Die Medienbranche ist derzeit  in Forschungsfragen wohl noch auf menschliche Expertise angewiesen.

Fazit

Die getesteten LLM-Modelle eignen sich für kurze Zusammenfassungen von Protokollen nicht aber für detailliertere Darstellungen dieser Texte, da sie darin wichtige Fakten übersehen oder auch halluzinieren. Der Einsatz von KI-Tools zur Recherche von wissenschaftlicher Literatur liefert - zumindest mit den getesteten Tools - katastrophale Ergebnisse: Inkonsistente, schlecht recherchierte Listen, die kaum geeignet erscheinen neue Forschungsdurchbrüche im Kontext verstehen und berichten zu können. Sich auf diese Tools zu verlassen, stellt nicht nur für Journalisten ein Problem dar, es betrifft ebenso Wissenschafter, die sich erhoffen mit KI-Hilfe eine rasche und qualitativ hochwertige Darstellung ihrer Forschungsergebnisse zu erzielen.
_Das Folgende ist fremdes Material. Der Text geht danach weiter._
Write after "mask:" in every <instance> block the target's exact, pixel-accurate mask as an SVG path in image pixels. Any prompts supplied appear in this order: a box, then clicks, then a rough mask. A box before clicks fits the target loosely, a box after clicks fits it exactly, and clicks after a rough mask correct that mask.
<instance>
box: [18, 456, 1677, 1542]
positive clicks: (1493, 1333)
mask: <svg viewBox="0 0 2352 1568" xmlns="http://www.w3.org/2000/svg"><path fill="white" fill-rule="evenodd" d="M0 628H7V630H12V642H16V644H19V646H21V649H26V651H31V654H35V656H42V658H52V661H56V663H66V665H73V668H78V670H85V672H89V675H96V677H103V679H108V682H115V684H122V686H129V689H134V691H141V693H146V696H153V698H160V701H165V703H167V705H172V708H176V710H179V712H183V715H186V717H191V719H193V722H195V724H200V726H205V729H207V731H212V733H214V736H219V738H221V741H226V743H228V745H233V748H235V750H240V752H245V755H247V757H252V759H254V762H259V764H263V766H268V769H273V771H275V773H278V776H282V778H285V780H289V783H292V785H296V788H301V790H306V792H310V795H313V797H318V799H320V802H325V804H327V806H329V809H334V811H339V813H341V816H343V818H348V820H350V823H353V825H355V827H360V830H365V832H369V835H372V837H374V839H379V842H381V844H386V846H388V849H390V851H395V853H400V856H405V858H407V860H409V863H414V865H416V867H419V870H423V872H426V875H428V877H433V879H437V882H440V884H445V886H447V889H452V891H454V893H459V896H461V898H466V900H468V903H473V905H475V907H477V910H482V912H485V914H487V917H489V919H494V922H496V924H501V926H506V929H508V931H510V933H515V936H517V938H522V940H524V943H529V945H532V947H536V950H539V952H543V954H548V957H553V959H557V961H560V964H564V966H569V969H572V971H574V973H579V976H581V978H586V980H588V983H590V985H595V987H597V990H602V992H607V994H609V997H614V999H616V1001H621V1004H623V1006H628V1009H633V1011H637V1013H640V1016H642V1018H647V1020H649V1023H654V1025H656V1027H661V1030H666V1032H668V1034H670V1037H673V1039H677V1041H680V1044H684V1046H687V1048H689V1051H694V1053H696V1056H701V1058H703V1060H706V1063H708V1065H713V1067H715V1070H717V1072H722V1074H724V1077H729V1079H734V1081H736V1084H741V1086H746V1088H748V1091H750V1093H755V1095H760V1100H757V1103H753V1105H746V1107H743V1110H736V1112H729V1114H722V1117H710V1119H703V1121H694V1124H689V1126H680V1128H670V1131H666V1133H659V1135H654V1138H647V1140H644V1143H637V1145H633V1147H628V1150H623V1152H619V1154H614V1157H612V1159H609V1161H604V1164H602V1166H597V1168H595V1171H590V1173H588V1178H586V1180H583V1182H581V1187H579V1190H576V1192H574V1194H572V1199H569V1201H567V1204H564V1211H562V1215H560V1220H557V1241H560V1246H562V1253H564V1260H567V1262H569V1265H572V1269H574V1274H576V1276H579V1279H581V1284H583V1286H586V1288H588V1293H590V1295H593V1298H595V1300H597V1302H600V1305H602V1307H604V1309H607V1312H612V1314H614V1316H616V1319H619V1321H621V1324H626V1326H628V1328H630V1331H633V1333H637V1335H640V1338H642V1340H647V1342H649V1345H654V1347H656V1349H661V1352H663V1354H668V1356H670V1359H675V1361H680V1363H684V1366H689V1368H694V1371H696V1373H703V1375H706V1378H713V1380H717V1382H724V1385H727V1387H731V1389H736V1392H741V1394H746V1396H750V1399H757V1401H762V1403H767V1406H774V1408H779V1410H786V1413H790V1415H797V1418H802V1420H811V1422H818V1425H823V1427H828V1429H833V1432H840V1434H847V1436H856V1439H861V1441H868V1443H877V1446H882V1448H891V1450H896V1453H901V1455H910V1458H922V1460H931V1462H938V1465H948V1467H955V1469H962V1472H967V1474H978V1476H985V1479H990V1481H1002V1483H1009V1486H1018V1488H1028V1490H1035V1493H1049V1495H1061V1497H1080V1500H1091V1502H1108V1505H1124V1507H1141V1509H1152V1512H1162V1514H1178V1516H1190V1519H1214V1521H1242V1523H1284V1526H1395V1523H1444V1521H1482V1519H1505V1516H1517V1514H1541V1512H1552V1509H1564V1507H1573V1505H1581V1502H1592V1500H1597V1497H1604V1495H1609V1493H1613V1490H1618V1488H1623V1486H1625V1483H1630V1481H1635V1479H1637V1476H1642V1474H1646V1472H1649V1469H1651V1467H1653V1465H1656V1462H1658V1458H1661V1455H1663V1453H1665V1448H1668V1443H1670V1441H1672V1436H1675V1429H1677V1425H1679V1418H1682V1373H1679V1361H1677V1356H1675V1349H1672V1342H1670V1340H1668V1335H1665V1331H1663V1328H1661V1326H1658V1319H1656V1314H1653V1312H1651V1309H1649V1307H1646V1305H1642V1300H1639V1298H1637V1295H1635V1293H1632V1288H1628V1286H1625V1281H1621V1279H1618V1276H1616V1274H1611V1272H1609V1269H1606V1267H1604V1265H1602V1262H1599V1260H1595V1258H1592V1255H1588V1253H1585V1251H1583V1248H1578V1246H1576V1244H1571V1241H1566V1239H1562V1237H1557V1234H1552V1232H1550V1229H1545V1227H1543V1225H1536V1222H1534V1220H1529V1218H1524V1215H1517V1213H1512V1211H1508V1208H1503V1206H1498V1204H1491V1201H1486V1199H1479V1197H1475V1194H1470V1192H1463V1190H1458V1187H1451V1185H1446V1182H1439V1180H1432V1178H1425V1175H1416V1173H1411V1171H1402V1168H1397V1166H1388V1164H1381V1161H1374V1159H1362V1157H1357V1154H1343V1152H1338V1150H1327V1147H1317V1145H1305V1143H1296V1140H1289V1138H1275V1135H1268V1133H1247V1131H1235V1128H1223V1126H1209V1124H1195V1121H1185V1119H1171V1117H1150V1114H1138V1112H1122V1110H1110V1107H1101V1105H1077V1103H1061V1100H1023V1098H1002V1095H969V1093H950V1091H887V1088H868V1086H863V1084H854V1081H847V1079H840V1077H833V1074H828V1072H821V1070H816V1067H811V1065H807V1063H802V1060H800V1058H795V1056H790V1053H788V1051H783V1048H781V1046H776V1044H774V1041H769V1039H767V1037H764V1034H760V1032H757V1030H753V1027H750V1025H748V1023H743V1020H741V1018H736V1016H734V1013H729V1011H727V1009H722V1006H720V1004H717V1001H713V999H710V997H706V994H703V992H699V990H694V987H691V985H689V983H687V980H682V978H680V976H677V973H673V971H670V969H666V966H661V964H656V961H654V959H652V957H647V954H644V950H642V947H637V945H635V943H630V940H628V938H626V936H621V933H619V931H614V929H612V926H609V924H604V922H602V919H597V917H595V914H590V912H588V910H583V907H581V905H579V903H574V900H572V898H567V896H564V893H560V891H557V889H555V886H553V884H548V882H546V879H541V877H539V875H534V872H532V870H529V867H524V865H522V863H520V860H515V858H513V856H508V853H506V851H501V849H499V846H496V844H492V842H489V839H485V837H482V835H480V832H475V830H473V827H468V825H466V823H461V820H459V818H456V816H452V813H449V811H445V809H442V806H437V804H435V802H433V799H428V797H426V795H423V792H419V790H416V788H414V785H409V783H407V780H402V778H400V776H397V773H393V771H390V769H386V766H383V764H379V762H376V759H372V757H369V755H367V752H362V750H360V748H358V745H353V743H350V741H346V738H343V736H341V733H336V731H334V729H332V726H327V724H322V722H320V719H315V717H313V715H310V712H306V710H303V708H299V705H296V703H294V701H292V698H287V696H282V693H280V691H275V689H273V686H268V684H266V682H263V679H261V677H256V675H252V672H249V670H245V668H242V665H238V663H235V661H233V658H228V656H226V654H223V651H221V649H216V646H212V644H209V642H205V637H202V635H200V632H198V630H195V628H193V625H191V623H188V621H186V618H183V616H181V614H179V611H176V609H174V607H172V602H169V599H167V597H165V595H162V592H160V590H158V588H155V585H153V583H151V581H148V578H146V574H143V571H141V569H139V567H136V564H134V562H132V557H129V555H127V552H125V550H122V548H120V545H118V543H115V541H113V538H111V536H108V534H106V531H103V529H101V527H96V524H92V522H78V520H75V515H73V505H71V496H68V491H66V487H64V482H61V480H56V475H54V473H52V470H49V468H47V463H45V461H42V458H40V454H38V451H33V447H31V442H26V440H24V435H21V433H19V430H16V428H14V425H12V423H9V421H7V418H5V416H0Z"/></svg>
Dass bei der rasanten Entwicklung der KI-Tools deren Vertrauenswürdigkeit in Forschungsfragen bald entscheidend verbessert werden kann, ist durchaus möglich - für Wissenschaftsjournalisten ist dies zwar Unterstützung aber auch existenzielle Bedrohung. Die mit sinkenden Konsumentenzahlen konfrontierten Medienunternehmen werden zweifellos die neuen kostensenkenden Möglichkeiten ergreifen. Derzeit allerdings, so Schellmann "sind KI-Tools für die Forschung eher ein Hype als eine Hilfe."